The Imperial Republican

 

The 16-day duration of the federal government shutdown this month was the third-longest shutdown in U.S. history, after an 18-day one in 1978 and a 21-day one in 1995-96.

Even if it was the third-longest, it was long enough for producers and government agencies in Chase County.

There was a lot of work piled up at the NRCS (Natural Resource Conservation Service) and FSA (Farm Service Agency) at the USDA Service Center at 706 E. 5th St. in Imperial.

FSA Director Linda Fegler said the buildup “was substantial because it was our biggest payment cycle of the year.”

The shutdown occurred from Oct. 1-16.

As of Oct. 1 the FSA was to have issued rental payments for the Conservation Resource Program (CRP), which allows producers to be paid for acres that are unfarmed.

“We couldn’t give producers an idea of the date” that they would be paid, Fegler said, which “puts a burden on producers.”

In addition, also due Oct. 1 was a direct annual payment for the DCP, or Direct Encounter Cyclical Payments, or set-aside program.

At the NRCS, Director Andy Keep said a lot of field work involving the planning of terraces and grass waterways was set back due to the shutdown.

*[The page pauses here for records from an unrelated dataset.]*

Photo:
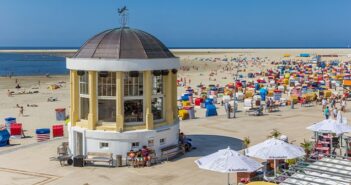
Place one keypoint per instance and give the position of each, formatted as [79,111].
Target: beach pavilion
[123,94]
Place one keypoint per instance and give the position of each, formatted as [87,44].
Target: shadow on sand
[208,144]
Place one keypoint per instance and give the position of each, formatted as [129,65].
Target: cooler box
[16,129]
[191,112]
[4,138]
[60,114]
[211,110]
[198,101]
[208,102]
[43,134]
[186,103]
[57,131]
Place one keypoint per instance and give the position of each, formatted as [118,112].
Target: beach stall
[123,94]
[211,110]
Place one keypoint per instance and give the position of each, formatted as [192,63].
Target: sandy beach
[27,162]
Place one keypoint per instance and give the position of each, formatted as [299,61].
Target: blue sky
[181,23]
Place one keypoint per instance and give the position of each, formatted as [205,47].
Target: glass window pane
[107,85]
[107,110]
[84,108]
[133,111]
[83,84]
[157,108]
[133,86]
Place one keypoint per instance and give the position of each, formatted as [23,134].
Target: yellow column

He said personnel are “trying to catch up the field work” now that they are back at work.

Keep said the first part of October is usually a good time to do that field work because “farmers want to get those practices going.”

While the offices were closed employees had no option but to do other things, such as housework, or in Keep’s case, “I tried not to spend a lot of money.”

They were not able to work in the office even without pay. Fegler said “We were instructed to stay away from the office. As our records are all on the computer and the computers were shut down,” no work was able to continue.

About 800,000 federal employees were indefinitely furloughed, and another 1.3 million were required to report to work without known payment dates.

Keep and Fegler said they understand they will receive back pay for the 16 days.

In Chase County, eight NRCS and four FSA employees were affected.

The shutdown was called after Congress failed to enact legislation appropriating funds for fiscal year 2014, or a continuing resolution for the interim authorization of appropriations for fiscal year 2014.

Regular government operations resumed Oct. 17 after an interim appropriations bill was signed into law.